ジャンソン氏とその同僚は、2019年3月20日と2021年4月10日に、チリにあるヨーロッパ南天天文台の超大型望遠鏡に搭載されたSPHERE太陽系外惑星撮像装置でb Cen (AB)bを発見した。天文学者らは高コントラスト画像化技術を用いてこの惑星を検出し、惑星から発せられる微かな光と恒星系自体から発せられる非常に明るい光を区別した。

SPHEREに搭載された、急速に形状を変化させることができる可変形ミラーは、地球の大気によるぼやけた効果を打ち消し、クロノグラフは光源からの過剰な光を遮断しました。角度差分結像(Angular Differential Imaging)と呼ばれる特殊な技術により、外部からの光学的影響を排除しました。興味深いことに、その後の調査で、この惑星は20年前にESOの別の観測機器によって観測されていたものの、当時は正しく特定されていなかったことが明らかになりました。

興味深いのは、恒星系とその惑星の質量比が、太陽と木星の比とほぼ一致することです。しかし、比較はそこで終わります。ケンタウルス座b星のスケールははるかに大きく、その質量は木星の10倍、軌道幅は100倍にもなります。

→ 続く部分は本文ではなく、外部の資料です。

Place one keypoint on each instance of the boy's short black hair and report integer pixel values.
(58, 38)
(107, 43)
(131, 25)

ジャンソン氏に、b Cen (AB)b は実際には褐色矮星(いわゆる恒星の失敗作)なのだろうか、それとも全く新しい種類の惑星と言えるのだろうかと尋ねた。ジャンソン氏は「褐色矮星は観測されているものよりも高温になるはずなので、その可能性は排除できる」と答えたが、「新しい種類の惑星が存在する可能性はある」と付け加え、「それについて結論を出すには、天文学者たちは類似の系をより大規模なサンプルで研究する必要がある」と述べた。

チームは現在、「BEAST」と呼ばれる調査を実施しており、bケンタウリに類似した特徴を持つ85個の恒星をスキャンしています。BEASTは、このような種類の惑星がどれほど一般的であるかを示すだけでなく、それらの形成過程にも光を当てる可能性があります。

「bケンタウリ系における惑星の発見や、BEASTの今後の成果は、惑星形成理論家らに理論を洗練させるための情報を提供し、大質量星の周りだけでなく、太陽に似たより小さな星の周りでも観測される多様な惑星を可能にする物理学の発見につながるだろう」とジャンソン氏は語った。

ジャンソン氏によると、天体生物学の観点から見ると、ケンタウリb星は「銀河系で生命が存在するには最悪の場所の一つかもしれない」という。この連星系は膨大な量の紫外線とX線を放出しており、「それにさらされた表面はどれも不毛になる」ため、「この系内のどの表面にも生命が存在する可能性は極めて低い」という。それでもジャンソン氏は、地下の海に生命が存在する可能性を否定していない。これは、木星の衛星エウロパや土星の衛星エンケラドゥスに基本的な生命が存在するという憶測と一致する。

最終的に、この新たな発見は「惑星がどのように形成されるかというパズルの重要な新たなピースを提供してくれる。それは、我々がどこから来て、宇宙全体の中でどのように位置づけられているかを理解するために必要な理解だ」とジャンソン氏は語った。